You've got a cold and you're in the supermarket drug aisle, thinking "This one makes me dizzy, and if I take this, I'll be up for a couple of hours, and this one's expensive. I'd get more relief from some chicken soup, a hot shower, and a few hours of sleep." Wouldn't it be great if your doctor also shopped for a prescription according to what it costs and whether it's really worth it?
Associate professor of medicine Jerry Avorn, M.D. '73, is that doctor. As chief of the division of pharmacoepidemiology and pharmacoeconomics at Brigham and Women's Hospital, Avorn's job is to find out not only if drugs work, but whether their outcomes justify the financial cost and the side effects that result from taking them. Part of the answer to that question comes from determining whether a drug reduces future hospitalizations, for instance, or the need for blood transfusions, or any number of tests, procedures, or other outcomes that would indicate whether the drug deals effectively with a given condition.
But there's another important aspect to drug treatment that's much harder to evaluate: how drugs affect quality of life. A 1993 New England Journal of Medicine study by Marcia Testa, lecturer on biostatistics in the Faculty of Public Health, showed that two drugs with equal safety and efficacy ratings may have drastically different side-effect profiles. Finding out what those side effects mean to patients is an important part of Avorn's research. "Part of this is what I bring to the work--my own value system," says Avorn. "I don't want just to run the numbers. I want to factor in pain and suffering and quality of life. Anyone can look up what a drug costs. But we're not just running a business here, we're trying to provide the best possible care of sick people."
Right now, Avorn and his team are taking a hard look at a new class of non-steroidal anti-inflammatory drugs (NSAIDs). These COX-2 inhibitors appear to cause fewer side effects (specifically, gastrointestinal bleeding) than existing NSAIDs like the painkiller ibuprofen--but cost about 20 times as much. Avorn is asking what degree of risk reduction is worth the extra cost, and whether it may be possible to identify patients who would benefit most from the drug.
"This is why drug companies have a love/hate relationship with us," he says. "They would rather have a monopoly on communication with doctors, so they can tell them just what they'd like them to know. But, in an interesting way, they see us as a breath of fresh air, because we're willing to say, 'This drug is expensive, but it's a good buy.' Until we came along, no one was saying that but them."
One example is infliximab. Delivered by intravenous infusion, it can keep people with Crohn's disease out of the operating room by reducing their intestinal inflammation. Avorn says the $1,800 per dose is worth it. Another drug, called Photofrin, costs $4,000 per dose, but it allows lasers to target and kill cancer cells, eliminating some of the risks of surgery while prolonging patients' lives.

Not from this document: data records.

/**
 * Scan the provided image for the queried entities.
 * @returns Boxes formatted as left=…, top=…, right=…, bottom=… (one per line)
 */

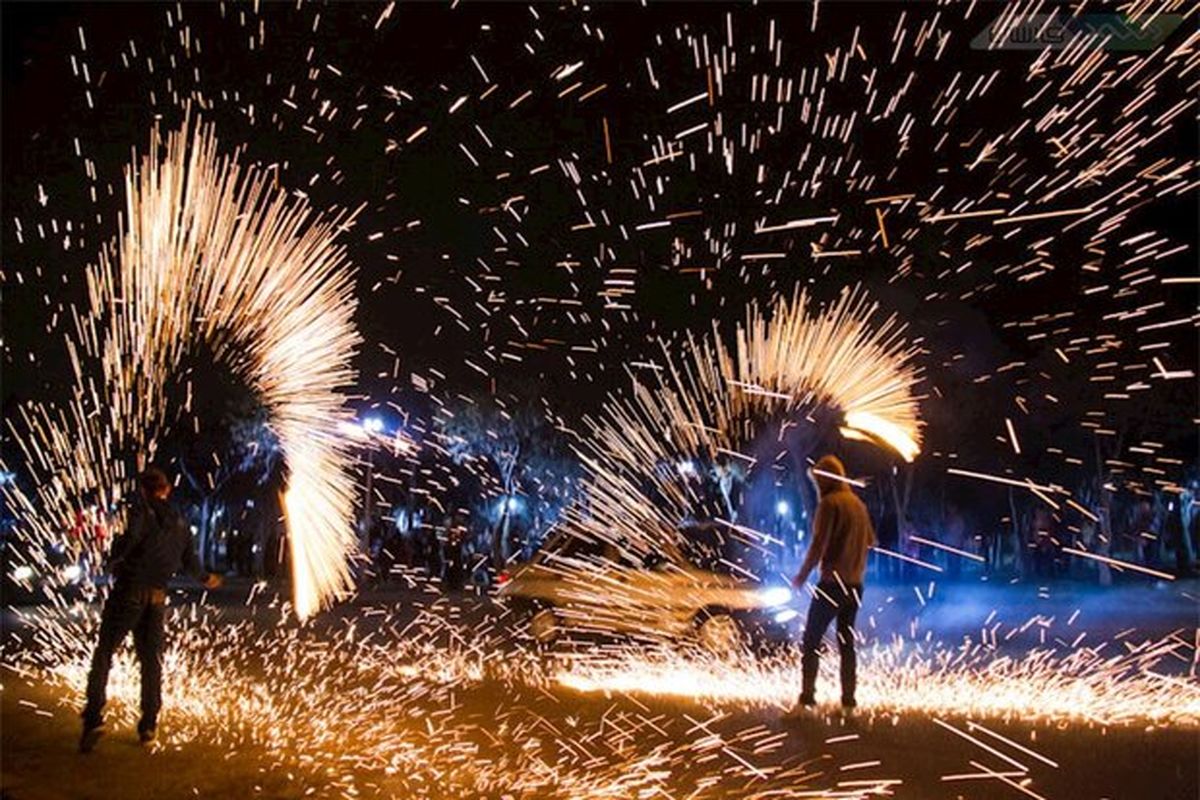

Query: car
left=496, top=525, right=799, bottom=654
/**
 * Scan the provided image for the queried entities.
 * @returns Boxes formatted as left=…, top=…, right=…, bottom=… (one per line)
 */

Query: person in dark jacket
left=79, top=468, right=221, bottom=753
left=788, top=456, right=875, bottom=717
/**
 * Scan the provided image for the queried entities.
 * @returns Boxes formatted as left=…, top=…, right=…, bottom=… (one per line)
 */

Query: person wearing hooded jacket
left=788, top=456, right=876, bottom=716
left=79, top=467, right=221, bottom=753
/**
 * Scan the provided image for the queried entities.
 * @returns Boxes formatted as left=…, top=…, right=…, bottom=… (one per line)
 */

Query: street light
left=359, top=415, right=383, bottom=536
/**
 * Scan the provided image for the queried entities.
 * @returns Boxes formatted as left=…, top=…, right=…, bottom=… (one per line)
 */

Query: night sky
left=0, top=2, right=1198, bottom=489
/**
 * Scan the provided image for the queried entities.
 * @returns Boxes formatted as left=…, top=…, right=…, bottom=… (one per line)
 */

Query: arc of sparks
left=563, top=288, right=923, bottom=563
left=6, top=121, right=361, bottom=619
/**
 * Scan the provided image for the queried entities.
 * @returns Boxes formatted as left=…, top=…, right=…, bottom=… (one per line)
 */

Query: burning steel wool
left=4, top=124, right=360, bottom=619
left=0, top=0, right=1200, bottom=800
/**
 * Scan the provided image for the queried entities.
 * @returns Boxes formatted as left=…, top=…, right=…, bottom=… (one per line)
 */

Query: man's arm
left=108, top=499, right=149, bottom=572
left=792, top=503, right=833, bottom=587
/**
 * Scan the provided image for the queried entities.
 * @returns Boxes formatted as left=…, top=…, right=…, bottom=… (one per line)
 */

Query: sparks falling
left=6, top=124, right=360, bottom=619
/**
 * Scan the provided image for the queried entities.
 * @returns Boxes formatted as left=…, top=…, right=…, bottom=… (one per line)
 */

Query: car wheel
left=696, top=613, right=742, bottom=655
left=529, top=607, right=560, bottom=644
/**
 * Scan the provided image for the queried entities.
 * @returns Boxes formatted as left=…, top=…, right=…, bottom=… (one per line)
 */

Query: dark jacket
left=800, top=456, right=875, bottom=584
left=109, top=495, right=205, bottom=589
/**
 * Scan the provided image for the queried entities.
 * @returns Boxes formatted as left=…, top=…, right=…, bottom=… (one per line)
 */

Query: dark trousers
left=800, top=582, right=863, bottom=706
left=83, top=587, right=167, bottom=730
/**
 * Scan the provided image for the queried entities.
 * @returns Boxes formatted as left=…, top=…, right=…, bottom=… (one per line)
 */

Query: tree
left=436, top=395, right=577, bottom=569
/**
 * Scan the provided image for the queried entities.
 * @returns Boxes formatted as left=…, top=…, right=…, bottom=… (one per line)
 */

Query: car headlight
left=758, top=587, right=792, bottom=608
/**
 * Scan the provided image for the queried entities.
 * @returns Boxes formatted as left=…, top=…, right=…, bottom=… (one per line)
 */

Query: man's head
left=811, top=455, right=847, bottom=497
left=138, top=467, right=170, bottom=500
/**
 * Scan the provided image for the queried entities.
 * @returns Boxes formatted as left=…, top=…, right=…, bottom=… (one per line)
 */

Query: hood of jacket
left=812, top=456, right=850, bottom=497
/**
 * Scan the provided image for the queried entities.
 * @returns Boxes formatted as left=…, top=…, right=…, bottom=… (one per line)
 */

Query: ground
left=2, top=584, right=1200, bottom=800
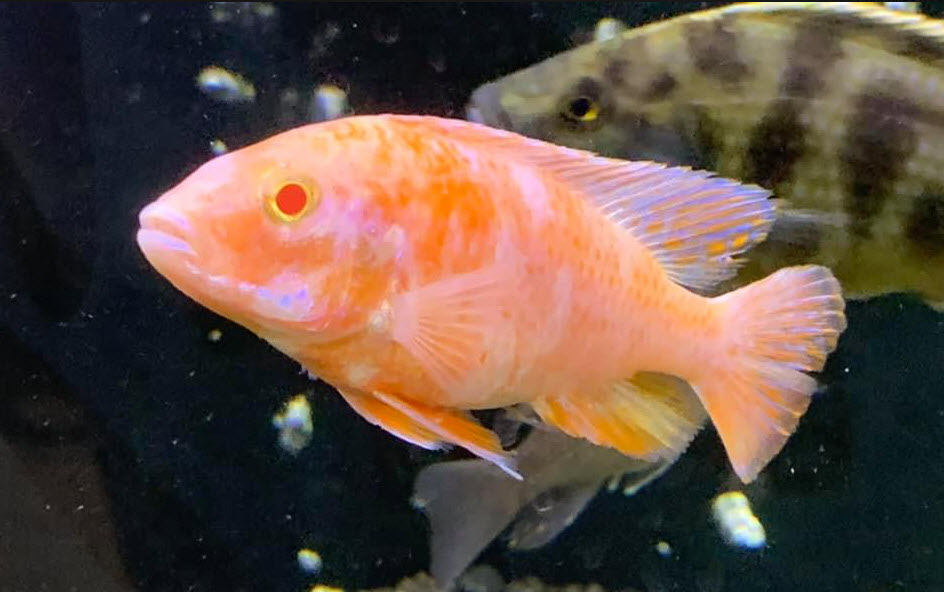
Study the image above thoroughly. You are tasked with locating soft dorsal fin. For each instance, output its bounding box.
[380,115,775,290]
[676,2,944,65]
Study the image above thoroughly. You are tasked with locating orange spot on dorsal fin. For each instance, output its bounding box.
[693,265,846,483]
[532,372,705,460]
[376,115,775,291]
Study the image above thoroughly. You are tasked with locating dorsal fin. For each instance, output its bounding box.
[672,2,944,65]
[379,115,775,290]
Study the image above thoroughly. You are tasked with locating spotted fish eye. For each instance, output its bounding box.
[561,95,600,123]
[263,179,320,222]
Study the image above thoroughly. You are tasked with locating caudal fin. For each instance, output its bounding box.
[694,265,846,483]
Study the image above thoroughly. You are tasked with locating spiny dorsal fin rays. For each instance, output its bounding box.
[384,115,775,290]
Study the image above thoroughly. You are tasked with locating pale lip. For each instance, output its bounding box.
[465,83,511,129]
[137,201,197,264]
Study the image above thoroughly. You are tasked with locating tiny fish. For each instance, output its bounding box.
[272,394,314,455]
[137,115,846,490]
[296,548,324,574]
[210,138,229,156]
[468,2,944,304]
[308,84,351,123]
[711,491,767,549]
[197,66,256,103]
[593,17,626,43]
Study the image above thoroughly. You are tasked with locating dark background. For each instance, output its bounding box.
[0,3,944,592]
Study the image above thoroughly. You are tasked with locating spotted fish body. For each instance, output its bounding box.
[469,2,944,303]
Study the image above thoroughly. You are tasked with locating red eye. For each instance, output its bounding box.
[275,183,308,219]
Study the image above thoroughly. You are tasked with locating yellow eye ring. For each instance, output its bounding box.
[562,96,600,123]
[265,180,319,222]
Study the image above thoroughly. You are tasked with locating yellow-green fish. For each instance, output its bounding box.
[468,2,944,304]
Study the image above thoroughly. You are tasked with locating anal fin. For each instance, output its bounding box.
[532,372,707,460]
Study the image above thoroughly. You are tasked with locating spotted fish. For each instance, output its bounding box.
[468,2,944,304]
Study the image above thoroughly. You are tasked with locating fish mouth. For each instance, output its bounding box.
[465,82,512,129]
[137,202,197,267]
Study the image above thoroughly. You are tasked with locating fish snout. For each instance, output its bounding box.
[137,201,197,262]
[465,83,511,129]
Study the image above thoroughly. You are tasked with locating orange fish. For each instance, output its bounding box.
[137,115,846,481]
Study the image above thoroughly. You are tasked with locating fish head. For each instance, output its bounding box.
[466,37,693,164]
[137,124,392,350]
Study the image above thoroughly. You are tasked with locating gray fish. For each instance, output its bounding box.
[413,426,674,588]
[468,2,944,303]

Avorn's colleague, instructor in medicine Dan Solomon, M.D., was not so enthusiastic about avcon-L, a gel that purportedly reduces internal scarring from back surgery. Solomon studied intensively the data the manufacturer provided to the Food and Drug Administration, which approved the gel as a device, not a drug. To receive FDA approval, devices need show only evidence of safety, not efficacy, and Solomon concluded that there was no published proof that the $500-per-tube gel works. He and Avorn therefore recommended that the hospital's surgeons avoid using avcon-L. "If the manufacturer were to come up with a good trial that shows that it does help patients, we would look at it again in a millisecond," Avorn says. "But we can't until they provide solid data."
Such examples make one wonder: which drug packs the best bang per buck in medicine today? "In the realm of medical technologies, it's beginning to look like the cholesterol-lowering statins," Avorn replies. "Megastudies involving tens of thousands of people show that these drugs can reduce heart-disease risk in people with both high and low cholesterol, in people who have had heart disease, in the elderly and nonelderly. Every study seems to broaden the population that can benefit."
Then he adds, "There was a time I would have answered that question by saying, 'A conversation with an intelligent, compassionate doctor about lifestyle,' and I still think that's an underrated and scarce commodity."